Que peut-il avoir de pire pour un pays que d’écoper du label de « Cité prenable » ou encore de « forteresse sans portes, ni gardiens » ? Une question que l’on se pose et se repose après ce qui s’est passé lors de la soirée du dimanche 16 juillet au festival de Carthage où « l’humoriste » AZ a recouru à des propos acerbes et grossiers qui ne servent en rien son supposé spectacle théâtral. Selon les dires de ce soi-disant comédien, l’objectif était de « divertir le public ». Ô, combien le prétexte est précieux si ce n’est flatteur !
Après la polémique provoquée par cette grave transgression éthique et morale, le chef de l’Etat a reçu, mardi dernier, la ministre des Affaires culturelles, Hayet Guettat Guermazi. Il lui a, alors, signifié que les propos grossiers tenus par le comédien français ne représentaient pas seulement une agression contre le public du festival mais qu’il était question d’un « crime ».
Le président Kaïs Saïed a, par la même occasion, rappelé que l’objectif derrière la création des festivals dont Carthage et Hammamet était de promouvoir la culture. Il a également fait observer que « le choix des artistes, qui y participent, était très minutieux durant des années ».
Peu après le dérapage dudit « humoriste » français et l’outrage public à la pudeur dont il est auteur, on a, de surcroît, eu droit à un tas d’excuses de la part de ce « comédien » lui-même, du ministère de la Culture, de l’Établissement national pour la Promotion des Festivals et des manifestations culturelles et artistiques, ainsi que le comité d’organisation de la 57e édition du Festival international de Carthage. Et les communiqués successifs ont exprimé regrets et remords. Mais après quoi ? Le mal était déjà fait.
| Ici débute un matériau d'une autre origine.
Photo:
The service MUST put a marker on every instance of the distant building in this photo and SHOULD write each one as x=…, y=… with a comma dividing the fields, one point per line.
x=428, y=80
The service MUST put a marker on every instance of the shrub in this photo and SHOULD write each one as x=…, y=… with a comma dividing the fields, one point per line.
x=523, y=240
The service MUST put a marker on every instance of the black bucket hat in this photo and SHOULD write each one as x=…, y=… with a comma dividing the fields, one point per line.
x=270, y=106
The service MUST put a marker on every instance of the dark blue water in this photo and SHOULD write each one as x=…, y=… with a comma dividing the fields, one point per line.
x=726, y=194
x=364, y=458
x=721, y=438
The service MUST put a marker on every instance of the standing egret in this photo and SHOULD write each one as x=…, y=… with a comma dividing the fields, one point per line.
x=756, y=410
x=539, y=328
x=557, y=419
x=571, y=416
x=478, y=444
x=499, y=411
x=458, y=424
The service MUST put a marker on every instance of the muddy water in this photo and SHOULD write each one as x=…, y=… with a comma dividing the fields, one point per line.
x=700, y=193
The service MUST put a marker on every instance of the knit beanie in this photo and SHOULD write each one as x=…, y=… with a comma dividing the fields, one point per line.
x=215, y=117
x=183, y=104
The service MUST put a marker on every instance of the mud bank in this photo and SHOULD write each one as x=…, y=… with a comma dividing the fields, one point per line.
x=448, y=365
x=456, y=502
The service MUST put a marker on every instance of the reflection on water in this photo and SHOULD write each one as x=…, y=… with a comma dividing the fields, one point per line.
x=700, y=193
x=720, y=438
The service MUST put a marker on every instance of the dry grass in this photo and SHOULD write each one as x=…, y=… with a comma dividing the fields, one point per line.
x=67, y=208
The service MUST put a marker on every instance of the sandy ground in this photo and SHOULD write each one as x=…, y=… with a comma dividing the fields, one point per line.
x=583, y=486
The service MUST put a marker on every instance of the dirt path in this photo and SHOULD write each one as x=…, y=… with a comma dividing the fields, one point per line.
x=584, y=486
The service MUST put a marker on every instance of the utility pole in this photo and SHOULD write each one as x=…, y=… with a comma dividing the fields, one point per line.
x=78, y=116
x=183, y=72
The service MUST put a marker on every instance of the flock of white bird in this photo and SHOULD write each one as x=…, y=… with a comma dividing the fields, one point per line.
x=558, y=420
Sauf que les questions qui demeurent seraient du style : Qui c’est et qui juge ? Qui sont ceux qui veulent rendre le théâtre antique de Carthage accessible à tous, à quiconque ? Sinon, qui sont ceux qui s’adonnent encore à ce dangereux nivellement par le bas du goût public en programmant des spectacles folkloriques, des pseudo-chanteurs et comédiens, sommes toute, une fausse note et des phrases toutes faites sans queue ni tête ?
Depuis plus d’une décade, nous constatons une inquiétude sans cesse quant à ce phénomène nouveau de la fast culture qui se déguste comme un hamburger sauce pop.
De quelle liberté d’expression parle-t-on aujourd’hui ? Ce n’est plutôt qu’une déviation à même de nuire à la recherche de la vérité, voire jusqu’à devenir une fabrique de fausses vérités.
Cela fait des années que la voie est ouverte à toutes les dérives pour capter un public qu’on s’évertue à rendre crédule. Dans le flot des tirades et des verbiages, cela peut aller de la médiocrité à des formes de diffamation et de transgression sans souci éthique, déontologique.
Aujourd’hui, ce qui arrive à la culture soumise aux conditions différentes de notre société interpelle et intrigue. Et la crise de la culture que nous vivons n’a d’égale que la gestion calamiteuse de l’administration et des institutions y afférentes.
Sans nul doute, ce qui est en jeu aujourd’hui est bien autre chose que l’instantané et l’actuel, il s’agit plutôt de l’éducation du goût public et du rôle à jouer par l’Etat ou encore par l’élite, si élite il y a. Dans la correction de la trajectoire d’une nation.